The transport segment, which accounts for 6.5% of the total inflation basket, showed price increases of 1.0% m/m in April, compared with 0.8% the previous month, and 9.8% y/y, compared with 9.5%.

 

A separate report from the National Bureau of Statistics shows that the average fare paid by commuters for bus journeys within cities increased by 8.2% m/m and 22.4% y/y in April.

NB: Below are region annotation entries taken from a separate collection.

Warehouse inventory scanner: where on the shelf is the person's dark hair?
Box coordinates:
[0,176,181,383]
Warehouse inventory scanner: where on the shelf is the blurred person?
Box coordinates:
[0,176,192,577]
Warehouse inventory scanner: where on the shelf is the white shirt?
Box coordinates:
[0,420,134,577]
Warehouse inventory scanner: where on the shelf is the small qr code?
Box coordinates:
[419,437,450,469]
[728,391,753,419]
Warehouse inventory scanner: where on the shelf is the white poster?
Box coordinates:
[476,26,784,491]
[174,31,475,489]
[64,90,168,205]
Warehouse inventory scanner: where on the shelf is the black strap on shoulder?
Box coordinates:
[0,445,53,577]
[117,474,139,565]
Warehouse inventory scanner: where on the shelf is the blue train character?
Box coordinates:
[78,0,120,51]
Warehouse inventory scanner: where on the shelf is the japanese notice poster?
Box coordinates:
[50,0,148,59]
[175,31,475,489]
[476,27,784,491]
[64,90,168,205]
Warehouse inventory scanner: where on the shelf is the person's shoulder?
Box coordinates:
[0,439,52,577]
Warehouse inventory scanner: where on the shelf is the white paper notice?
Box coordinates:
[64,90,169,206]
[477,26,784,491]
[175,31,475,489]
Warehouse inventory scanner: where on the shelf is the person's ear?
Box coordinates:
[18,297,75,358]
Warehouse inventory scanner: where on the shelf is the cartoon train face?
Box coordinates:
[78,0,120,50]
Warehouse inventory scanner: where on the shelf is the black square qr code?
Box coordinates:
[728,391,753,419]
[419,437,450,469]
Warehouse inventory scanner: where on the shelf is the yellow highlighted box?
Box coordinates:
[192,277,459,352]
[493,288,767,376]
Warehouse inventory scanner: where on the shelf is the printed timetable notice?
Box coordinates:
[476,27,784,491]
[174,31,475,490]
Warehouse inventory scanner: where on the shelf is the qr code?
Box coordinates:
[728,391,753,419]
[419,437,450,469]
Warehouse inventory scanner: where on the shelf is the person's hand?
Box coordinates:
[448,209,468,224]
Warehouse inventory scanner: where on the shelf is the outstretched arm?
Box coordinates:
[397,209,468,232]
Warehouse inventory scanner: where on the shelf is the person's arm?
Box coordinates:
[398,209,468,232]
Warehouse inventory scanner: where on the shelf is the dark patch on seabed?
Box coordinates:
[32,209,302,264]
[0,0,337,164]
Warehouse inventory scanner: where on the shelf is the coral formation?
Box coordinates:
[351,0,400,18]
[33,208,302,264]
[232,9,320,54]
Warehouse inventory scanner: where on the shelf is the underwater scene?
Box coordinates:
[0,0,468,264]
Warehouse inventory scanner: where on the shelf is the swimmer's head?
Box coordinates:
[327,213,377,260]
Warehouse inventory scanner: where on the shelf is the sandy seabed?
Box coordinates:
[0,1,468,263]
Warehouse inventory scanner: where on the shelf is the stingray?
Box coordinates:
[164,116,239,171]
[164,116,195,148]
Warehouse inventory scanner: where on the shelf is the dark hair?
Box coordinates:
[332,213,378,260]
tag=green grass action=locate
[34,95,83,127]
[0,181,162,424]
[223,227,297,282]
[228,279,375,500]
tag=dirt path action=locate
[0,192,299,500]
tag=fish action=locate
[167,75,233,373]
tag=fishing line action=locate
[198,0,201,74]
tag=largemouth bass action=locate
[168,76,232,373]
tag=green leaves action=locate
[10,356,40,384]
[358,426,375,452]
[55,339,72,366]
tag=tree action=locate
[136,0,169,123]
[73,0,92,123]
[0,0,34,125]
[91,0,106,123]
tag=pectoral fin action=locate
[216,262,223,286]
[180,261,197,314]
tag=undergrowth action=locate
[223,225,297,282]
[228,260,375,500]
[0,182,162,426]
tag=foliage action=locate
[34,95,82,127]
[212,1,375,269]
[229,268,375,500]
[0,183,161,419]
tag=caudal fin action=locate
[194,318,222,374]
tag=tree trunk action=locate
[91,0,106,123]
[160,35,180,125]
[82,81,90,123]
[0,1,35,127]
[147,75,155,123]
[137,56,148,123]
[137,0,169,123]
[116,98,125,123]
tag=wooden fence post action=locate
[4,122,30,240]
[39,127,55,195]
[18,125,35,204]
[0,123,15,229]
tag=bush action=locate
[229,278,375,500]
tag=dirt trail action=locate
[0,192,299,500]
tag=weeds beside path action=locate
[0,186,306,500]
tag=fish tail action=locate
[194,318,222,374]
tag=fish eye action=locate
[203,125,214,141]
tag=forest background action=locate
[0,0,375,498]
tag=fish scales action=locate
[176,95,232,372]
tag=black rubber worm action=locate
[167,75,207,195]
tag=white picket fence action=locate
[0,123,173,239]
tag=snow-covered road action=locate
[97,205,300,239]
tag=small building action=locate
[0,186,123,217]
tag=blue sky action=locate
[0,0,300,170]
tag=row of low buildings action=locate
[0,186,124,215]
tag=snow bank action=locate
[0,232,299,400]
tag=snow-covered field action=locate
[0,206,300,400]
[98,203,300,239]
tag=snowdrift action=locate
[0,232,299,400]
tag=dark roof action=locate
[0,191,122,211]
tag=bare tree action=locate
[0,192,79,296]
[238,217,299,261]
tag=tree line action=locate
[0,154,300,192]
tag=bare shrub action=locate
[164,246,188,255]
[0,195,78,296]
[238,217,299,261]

Zamfara, Abuja and Kebbi states recorded the highest increases.

 

We expected the decline in crude oil prices to result in the reduced cost of imported petroleum products, and by extension lower transportation fares. However, the social distancing instructions (i.e. reduced number of passengers per vehicle) on the back of the pandemic has led to increases in mass transportation costs.

 

The segment categorised as housing, water, electricity, and gas and other fuels, the largest component of the core measure, recorded a price increase of 7.8% y/y in April, unchanged from the previous month. The implementation of the review of the electricity tariff has been deferred to 2021.

 

Meanwhile, health showed price increases of 1.0% m/m and 10.3% y/y in April. Pharmaceuticals and medical services are both components of the health segment, and both have predictably featured as primary drivers of core inflation over the past three months.

 

At its latest meeting, the monetary policy committee expressed its concerns around heightened inflationary pressures. It argued that the recent increase in pressure is largely due to a combination of factors, including: disruptions in supply chains owing to restrictions on inter-state travels; the reduced domestic supply of foreign exchange; the continued impact of the deteriorating domestic infrastructure; and the spillover effects of Covid-19. If pressed, we could add insecurity in food growing areas.